NAME OF THE CASE
ZIMSEC v Chinhengo& Another (HH 160-18)
NAME OF THE COURT
High Court
CITY AND COUNTRY
Harare, Zimbabwe
KEY WORDS
Arbitral award, setting aside, public policy
CASE SUMMARY
In 2011, the second respondent won a tender for the binding of applicant’s ‘O’ Level and ‘A’ level result slips for the years 2004 to 2010. Subsequent to that, a contract was entered into between applicant and second respondent. In terms of the contract, the price was fixed at $71 620.50 for the binding exercise which was agreed to take 21 days. Applicant only managed to provide all the batches in 2014. By that time, applicant had paid $69 255.00 leaving a balance of $2 365.85 in terms of the contracts.

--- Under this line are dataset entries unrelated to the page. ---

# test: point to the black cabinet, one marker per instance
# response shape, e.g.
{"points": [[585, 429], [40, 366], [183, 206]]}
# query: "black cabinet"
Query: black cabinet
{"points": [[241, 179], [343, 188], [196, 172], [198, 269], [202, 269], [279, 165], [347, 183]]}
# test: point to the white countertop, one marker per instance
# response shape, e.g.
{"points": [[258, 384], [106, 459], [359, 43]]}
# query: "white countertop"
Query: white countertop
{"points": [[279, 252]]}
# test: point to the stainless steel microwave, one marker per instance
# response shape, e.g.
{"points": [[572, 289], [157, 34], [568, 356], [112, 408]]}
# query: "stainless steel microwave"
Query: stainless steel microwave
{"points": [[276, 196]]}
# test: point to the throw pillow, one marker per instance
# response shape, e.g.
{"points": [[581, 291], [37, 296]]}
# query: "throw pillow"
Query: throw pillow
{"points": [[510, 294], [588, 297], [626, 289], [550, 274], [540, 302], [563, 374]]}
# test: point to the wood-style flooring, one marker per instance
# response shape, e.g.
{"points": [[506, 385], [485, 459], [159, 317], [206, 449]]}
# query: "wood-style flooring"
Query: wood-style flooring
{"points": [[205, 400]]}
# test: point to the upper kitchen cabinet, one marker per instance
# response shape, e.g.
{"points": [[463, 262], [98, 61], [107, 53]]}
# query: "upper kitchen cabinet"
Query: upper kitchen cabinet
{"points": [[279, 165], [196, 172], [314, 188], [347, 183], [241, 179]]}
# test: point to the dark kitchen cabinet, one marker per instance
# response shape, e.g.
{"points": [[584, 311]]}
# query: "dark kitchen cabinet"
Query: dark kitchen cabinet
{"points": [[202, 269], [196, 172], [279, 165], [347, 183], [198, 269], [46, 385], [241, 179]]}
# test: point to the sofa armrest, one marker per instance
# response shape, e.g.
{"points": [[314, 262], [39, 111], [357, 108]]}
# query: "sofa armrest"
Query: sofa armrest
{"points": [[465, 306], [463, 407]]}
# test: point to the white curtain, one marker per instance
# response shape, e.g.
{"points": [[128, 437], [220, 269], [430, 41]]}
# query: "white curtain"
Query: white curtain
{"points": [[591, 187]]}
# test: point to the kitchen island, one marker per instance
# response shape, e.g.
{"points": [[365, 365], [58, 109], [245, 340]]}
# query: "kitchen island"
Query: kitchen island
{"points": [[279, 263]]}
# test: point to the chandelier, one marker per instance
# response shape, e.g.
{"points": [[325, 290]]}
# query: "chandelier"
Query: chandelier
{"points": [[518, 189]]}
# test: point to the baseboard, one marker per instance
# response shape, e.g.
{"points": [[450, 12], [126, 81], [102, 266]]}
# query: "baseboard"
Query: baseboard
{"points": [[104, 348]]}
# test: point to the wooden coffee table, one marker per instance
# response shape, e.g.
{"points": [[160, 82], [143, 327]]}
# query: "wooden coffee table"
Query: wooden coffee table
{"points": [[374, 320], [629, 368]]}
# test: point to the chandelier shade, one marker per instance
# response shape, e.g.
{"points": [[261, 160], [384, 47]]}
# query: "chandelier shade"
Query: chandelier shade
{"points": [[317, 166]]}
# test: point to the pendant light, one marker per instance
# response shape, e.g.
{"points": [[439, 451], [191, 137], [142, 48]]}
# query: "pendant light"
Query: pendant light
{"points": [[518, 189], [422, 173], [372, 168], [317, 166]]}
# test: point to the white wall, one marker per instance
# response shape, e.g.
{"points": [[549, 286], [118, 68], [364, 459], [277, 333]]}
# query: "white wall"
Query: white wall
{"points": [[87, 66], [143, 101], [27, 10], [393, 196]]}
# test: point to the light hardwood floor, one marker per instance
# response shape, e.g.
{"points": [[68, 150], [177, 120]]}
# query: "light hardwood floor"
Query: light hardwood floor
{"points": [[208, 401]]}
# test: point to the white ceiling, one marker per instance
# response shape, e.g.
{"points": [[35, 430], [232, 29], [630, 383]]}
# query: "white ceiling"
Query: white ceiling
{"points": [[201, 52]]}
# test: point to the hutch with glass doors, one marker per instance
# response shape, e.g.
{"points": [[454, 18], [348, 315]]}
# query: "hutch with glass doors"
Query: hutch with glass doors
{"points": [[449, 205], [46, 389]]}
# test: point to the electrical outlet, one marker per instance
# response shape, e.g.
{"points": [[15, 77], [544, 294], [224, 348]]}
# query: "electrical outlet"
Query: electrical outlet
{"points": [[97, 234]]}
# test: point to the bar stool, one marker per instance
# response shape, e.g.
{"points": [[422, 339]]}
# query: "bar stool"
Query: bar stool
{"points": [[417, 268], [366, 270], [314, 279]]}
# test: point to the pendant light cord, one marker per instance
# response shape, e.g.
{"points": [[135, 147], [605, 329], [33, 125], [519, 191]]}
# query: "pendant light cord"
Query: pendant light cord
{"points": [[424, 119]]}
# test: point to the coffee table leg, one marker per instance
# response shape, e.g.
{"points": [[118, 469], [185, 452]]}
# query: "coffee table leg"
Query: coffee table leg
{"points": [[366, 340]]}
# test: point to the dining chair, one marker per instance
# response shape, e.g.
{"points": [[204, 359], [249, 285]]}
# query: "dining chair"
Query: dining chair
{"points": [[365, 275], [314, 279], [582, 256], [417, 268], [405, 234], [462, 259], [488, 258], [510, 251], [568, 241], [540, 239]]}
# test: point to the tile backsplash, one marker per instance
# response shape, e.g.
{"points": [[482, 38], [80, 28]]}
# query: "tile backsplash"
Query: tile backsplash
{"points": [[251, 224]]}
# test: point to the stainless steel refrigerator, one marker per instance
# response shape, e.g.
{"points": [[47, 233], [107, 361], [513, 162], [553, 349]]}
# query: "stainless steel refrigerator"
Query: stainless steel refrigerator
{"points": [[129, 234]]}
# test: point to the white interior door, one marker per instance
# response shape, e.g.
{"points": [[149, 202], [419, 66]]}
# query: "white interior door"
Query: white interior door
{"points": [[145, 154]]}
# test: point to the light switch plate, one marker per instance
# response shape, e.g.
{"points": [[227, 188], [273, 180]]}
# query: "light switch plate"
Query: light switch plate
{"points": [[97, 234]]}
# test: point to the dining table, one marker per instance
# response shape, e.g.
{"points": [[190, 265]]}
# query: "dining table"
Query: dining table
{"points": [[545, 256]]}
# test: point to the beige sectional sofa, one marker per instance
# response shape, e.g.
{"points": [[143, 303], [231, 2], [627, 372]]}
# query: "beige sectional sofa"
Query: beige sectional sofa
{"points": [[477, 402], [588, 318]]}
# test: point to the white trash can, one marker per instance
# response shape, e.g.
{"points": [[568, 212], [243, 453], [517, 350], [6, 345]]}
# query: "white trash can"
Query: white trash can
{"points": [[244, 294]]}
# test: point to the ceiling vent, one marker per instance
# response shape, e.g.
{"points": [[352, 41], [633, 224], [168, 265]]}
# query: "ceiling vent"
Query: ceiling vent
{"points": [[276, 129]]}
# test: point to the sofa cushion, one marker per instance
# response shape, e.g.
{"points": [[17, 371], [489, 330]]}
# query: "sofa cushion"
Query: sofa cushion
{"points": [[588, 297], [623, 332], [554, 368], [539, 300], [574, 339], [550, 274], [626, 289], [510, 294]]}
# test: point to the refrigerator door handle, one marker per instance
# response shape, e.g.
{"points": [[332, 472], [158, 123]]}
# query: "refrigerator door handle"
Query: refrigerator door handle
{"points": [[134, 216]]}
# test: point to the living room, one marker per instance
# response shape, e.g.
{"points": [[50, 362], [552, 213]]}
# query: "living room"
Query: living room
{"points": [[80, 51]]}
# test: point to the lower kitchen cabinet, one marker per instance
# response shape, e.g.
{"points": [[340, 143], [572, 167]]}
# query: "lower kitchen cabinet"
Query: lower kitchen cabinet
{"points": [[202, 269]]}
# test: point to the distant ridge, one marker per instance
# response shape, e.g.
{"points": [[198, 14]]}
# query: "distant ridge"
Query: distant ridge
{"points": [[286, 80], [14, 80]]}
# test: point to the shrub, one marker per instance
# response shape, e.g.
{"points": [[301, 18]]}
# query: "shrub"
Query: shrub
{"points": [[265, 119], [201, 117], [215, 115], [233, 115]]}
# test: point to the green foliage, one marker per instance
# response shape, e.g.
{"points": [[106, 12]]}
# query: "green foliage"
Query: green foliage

However the second respondent raised invoices which had a balance of $43 708.35 for a new figure of $112 963.35. The applicant refused to pay the revised figure but offered to pay $2 365.85. The parties declared a dispute and the matter was referred for arbitration where the arbitrator ordered that the applicant pay to the second respondent the sum of $18 129.80 including VAT, for the additional costs occasioned by the extension of the Agreement signed on 18 January 2012 from March 2012 to August 2014 and that the applicant pay to the second respondent the sum of $2 365.85 including VAT, being outstanding balance of the contract price. Applicant now seeks to set aside the first part of the arbitral award ordering it to pay $18 129.80, arguing that such award is contrary to public policy. The questions presented before the court were whether or not the arbitrator had failed to interpret the contact of the parties.
Key holdings:
- The court held that the arbitrator erred by awarding damages which were not proven. It went on to say that when setting aside arbitral awards, the court had to be satisfied that there was faultiness or incorrectness in the handing down of the arbitral award. In this case however, the judge said it was beyond mere faultiness thus the award given by the arbitrator was set aside.